We must "find a solution in the coming hours", Prime Minister Manuel Valls said, warning the 10-day strike was endangering Air France, Europe's second-largest flag carrier. As pressure mounted on management and unions to end the deadlock, confusion erupted after Transport Minister Alain Vidalies told French radio the airline had scrapped plans to expand its Transavia budget subsidiary.
"The Transavia Europe project has been abandoned by management," Vidalies told RMC radio. But within minutes, an Air France spokesman told AFP it was "premature" to say the airline had buried the plans to develop its budget subsidiary, which it sees as vital to survive in the cut-throat world of low-cost aviation. "There is no change in the negotiations to suggest that this project has been withdrawn," a spokesman told AFP. "The proposal on the table remains to freeze this project and to begin a wide dialogue with social partners between now and the end of the year, as management announced on Monday," added the spokesman.
An Air France spokesman later confirmed a return to the negotiating table "to reach a rapid resolution to the conflict", without giving further details. The pilots are striking in protest at the airline's plans to further develop Transavia, which currently serves holiday destinations across Europe and the Mediterranean. The pilots, who can earn up to 250,000 euros a year, fear management will eventually seek to replace Air France flights with those operated by Transavia, where pilots earn considerably less. "If abandoning or postponing the Transavia project allows for a solution to the crisis, it is the right solution," said Valls. The confusion between the government and management of the airline - which is nearly 16 percent state-owned - appeared to mirror the disruption that has gripped air travellers in France for more than a week.
As in previous days, more than half of Air France flights were cancelled nation-wide but the situation at some regional airports was much worse, with 80 and 70 percent of flights scrapped at the southern airports of Nice and Toulouse respectively. However the strike was not universally supported.
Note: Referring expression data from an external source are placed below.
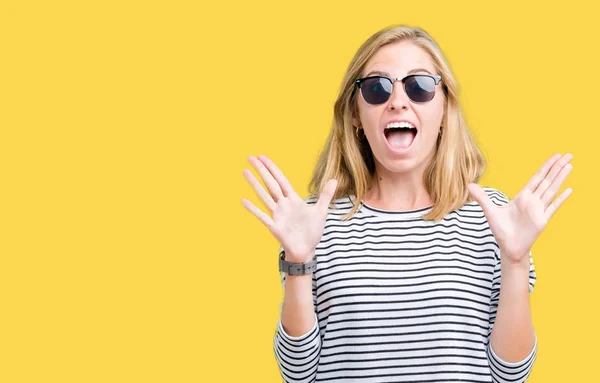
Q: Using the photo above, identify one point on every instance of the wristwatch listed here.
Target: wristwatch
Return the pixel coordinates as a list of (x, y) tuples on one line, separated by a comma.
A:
[(297, 268)]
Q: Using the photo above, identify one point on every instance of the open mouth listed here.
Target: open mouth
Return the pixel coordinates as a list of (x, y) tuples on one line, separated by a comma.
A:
[(400, 138)]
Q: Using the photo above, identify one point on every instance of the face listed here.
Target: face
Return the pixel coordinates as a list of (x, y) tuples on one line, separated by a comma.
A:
[(401, 150)]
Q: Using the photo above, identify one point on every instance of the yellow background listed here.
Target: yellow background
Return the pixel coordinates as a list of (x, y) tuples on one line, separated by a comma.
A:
[(126, 254)]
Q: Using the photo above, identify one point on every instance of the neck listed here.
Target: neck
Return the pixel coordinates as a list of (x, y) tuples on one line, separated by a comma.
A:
[(398, 191)]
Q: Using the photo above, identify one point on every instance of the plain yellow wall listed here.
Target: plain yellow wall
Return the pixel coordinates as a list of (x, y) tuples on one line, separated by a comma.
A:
[(126, 254)]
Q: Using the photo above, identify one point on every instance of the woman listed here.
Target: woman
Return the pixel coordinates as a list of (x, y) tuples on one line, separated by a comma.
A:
[(392, 272)]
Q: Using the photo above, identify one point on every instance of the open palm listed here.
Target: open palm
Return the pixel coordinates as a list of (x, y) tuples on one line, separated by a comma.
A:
[(297, 225), (519, 223)]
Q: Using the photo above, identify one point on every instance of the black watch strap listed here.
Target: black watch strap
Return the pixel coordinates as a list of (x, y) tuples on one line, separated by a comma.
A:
[(291, 268)]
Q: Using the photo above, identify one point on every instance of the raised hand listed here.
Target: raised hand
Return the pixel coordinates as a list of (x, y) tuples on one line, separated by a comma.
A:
[(297, 225), (518, 224)]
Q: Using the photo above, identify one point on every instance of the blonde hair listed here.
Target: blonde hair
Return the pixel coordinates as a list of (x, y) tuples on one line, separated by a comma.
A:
[(349, 159)]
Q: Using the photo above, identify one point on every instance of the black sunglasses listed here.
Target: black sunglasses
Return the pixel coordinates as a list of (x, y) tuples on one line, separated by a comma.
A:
[(418, 87)]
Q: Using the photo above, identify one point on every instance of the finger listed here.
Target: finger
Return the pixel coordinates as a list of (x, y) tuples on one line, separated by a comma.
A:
[(260, 191), (557, 202), (537, 178), (550, 193), (481, 197), (285, 185), (261, 215), (327, 194), (267, 178), (552, 174)]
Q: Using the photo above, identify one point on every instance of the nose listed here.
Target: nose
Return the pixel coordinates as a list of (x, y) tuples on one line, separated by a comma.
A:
[(398, 98)]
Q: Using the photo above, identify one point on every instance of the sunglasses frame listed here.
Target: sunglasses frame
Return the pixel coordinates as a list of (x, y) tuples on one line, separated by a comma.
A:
[(436, 78)]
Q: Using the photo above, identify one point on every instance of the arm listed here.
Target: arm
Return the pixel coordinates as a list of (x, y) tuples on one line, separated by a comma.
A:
[(516, 224), (297, 342), (512, 344)]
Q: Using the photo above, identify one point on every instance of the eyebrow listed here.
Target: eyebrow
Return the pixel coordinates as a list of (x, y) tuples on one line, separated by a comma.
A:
[(387, 74)]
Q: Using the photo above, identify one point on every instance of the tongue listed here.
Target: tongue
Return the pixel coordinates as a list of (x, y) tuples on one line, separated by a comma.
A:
[(400, 139)]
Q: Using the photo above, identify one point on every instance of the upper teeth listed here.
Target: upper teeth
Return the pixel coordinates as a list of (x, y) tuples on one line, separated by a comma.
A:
[(402, 124)]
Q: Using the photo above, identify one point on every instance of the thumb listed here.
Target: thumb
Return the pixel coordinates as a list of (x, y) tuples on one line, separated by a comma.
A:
[(327, 194), (481, 197)]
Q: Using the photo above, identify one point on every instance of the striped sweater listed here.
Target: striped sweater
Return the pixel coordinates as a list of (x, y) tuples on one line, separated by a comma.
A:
[(401, 299)]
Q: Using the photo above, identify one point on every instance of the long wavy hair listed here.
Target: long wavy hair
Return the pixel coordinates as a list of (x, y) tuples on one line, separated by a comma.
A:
[(349, 159)]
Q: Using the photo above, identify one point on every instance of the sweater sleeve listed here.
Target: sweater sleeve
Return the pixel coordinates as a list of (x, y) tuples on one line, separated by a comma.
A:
[(298, 356), (501, 370)]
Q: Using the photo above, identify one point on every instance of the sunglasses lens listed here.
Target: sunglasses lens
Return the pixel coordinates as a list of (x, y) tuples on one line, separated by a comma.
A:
[(420, 88), (376, 90)]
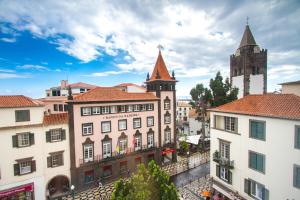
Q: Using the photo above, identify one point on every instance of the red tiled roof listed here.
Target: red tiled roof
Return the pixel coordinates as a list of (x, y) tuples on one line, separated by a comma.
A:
[(52, 119), (17, 101), (161, 69), (268, 105), (112, 94)]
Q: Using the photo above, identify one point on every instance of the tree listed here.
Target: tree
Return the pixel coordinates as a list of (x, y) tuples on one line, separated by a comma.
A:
[(151, 183)]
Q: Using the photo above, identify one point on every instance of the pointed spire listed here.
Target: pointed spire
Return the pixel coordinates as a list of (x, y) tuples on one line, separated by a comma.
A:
[(160, 70), (248, 39)]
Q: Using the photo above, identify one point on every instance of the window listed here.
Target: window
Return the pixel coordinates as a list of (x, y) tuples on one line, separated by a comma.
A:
[(123, 146), (105, 127), (150, 121), (149, 106), (96, 111), (106, 149), (55, 135), (88, 152), (123, 108), (55, 107), (167, 136), (297, 176), (150, 140), (87, 129), (22, 115), (122, 124), (138, 143), (113, 109), (230, 124), (86, 111), (167, 118), (88, 176), (136, 122), (55, 160), (105, 109), (224, 173), (224, 150), (256, 161), (257, 130), (136, 108), (130, 108), (167, 104), (297, 137)]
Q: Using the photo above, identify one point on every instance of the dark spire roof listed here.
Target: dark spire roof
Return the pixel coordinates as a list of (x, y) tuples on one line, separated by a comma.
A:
[(248, 38)]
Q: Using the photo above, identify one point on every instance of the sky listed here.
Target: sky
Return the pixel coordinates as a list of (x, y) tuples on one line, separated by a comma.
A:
[(110, 42)]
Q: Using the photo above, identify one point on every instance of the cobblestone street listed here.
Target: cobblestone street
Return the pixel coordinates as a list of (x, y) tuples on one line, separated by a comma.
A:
[(182, 165)]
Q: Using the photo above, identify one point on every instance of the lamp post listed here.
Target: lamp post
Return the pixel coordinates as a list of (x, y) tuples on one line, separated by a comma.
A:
[(73, 191)]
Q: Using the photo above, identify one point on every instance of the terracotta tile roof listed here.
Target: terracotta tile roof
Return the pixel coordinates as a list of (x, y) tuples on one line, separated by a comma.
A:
[(112, 94), (268, 105), (161, 69), (17, 101), (52, 119)]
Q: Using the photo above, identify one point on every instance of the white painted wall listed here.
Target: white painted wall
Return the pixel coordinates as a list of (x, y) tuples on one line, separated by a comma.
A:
[(278, 149), (238, 82), (256, 84)]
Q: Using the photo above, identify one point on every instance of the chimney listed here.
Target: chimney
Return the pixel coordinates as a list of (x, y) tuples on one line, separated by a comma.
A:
[(63, 83)]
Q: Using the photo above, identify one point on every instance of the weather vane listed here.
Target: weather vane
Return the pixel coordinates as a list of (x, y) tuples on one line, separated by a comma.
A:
[(160, 47)]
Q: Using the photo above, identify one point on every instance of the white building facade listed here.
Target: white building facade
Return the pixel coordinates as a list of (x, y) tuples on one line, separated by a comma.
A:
[(256, 155)]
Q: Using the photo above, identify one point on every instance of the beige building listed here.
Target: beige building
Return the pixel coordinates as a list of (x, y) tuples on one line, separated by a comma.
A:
[(255, 147), (34, 156)]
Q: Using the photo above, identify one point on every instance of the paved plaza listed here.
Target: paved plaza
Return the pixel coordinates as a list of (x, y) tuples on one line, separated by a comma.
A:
[(181, 166)]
Hundreds of Air France employees rallied in front of company headquarters on Wednesday demanding that pilots get back to work.
"I don't understand the intention of my fellow pilots, I don't understand why they are striking against growth," said Jerome Cormouls, captain of an Airbus A320. In what it described as a "last" offer to break the deadlock, as the strike stretched into a second week, management on Monday offered to put the Transavia project on hold until December. But unions dismissed this as a "smoke screen" that would not protect jobs in France.
The strike is already the longest at the airline since 1998 and management warned it will have a major impact on profits. Unions have threatened to extend the action until Friday if their demands are not met and pilots marched through Paris in uniform on Tuesday. The government has called several times for the strike to be halted, with Valls previously warning that the image of France was at stake. Vidalies on Wednesday again asked pilots to return to work, saying "there is no longer any reason for the strike to continue".